Within its first three years of existence Newsreel produced around 60 films covering many of the movements for change swirling around them, with a major emphasis on the anti-Vietnam War movement. They dealt with subjects like resistance to the war, draft-card burnings, student and youth protests and rebellions, the Black Panther Party (BPP), the Women's Movement, as well as a number of other subjects.
Newsreel's first film was Resist - With Noam Chomsky, an interview with the well known linguist and professor about his views on the Vietnam War, draft resistance and more. This twelve minute film was produced by the New York City chapter and released in early 1968.[2] [18]

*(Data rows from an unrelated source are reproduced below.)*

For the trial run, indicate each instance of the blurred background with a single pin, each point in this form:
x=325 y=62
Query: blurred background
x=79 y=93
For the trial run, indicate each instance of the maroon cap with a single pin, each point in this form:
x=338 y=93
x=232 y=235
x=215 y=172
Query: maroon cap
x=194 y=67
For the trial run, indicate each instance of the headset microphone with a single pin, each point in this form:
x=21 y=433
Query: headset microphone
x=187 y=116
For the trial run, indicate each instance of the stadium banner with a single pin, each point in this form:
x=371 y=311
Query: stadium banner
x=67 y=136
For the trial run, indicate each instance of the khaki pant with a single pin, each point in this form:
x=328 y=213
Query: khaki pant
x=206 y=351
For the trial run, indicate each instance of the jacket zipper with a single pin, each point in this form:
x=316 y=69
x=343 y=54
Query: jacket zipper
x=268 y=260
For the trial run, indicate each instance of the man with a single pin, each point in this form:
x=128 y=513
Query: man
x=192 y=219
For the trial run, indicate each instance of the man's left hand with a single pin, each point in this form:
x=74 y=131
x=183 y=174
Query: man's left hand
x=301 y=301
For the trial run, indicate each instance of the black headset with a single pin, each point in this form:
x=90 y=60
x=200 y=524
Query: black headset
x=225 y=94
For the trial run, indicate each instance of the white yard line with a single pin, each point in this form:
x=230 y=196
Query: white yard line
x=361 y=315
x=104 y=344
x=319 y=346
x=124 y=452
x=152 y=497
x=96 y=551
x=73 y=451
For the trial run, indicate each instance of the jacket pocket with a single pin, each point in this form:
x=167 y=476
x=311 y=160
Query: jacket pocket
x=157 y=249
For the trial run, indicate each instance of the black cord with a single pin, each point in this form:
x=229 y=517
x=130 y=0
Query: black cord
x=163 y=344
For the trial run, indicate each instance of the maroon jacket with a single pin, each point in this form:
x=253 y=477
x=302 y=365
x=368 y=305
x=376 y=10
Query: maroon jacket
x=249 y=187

With the October 21, 1967 October 1967 antiwar march of 100,000 people on Washington, DC and the Pentagon being a seminal event in the group's formation, their second film documented the episode. Several filmmakers who had taken footage during the demonstrations (Marvin Fishman, Masanori Oe and Jonathan Chernoble) were willing to give it to the newly formed Newsreel. This film became the seventeen minute No Game released in 1968. It shows the peaceful march that ended on the grounds of the Pentagon, as well as dramatic footage from "in the midst of the fixed bayonets and billy clubs as the military turned on the demonstrators".[19]
Newsreel's third film was Four American Sailors a.k.a. Four Americans. It documented an extended interview with the Intrepid Four, four U.S. Navy seamen who deserted from the USS Intrepid aircraft carrier in protest against the war in Vietnam. Their action in 1967 was one of the first public protests against the war by American troops and the first within the U.S. Navy. Recorded in Japan where the sailors had deserted, the 19 minute film was released in 1968.[20]
Jeannette Rankin Brigade was Newsreel's fourth film and the first directed and edited by women. It covered an anti-Vietnam War demonstration in January 1968 led by Jeannette Rankin, who was a pacifist, suffragette, women's rights advocate, and the first woman to hold federal office in the U.S. An estimated 5,000 to 10,000 women marched, making it the largest march by women since the Woman Suffrage Parade of 1913.[21]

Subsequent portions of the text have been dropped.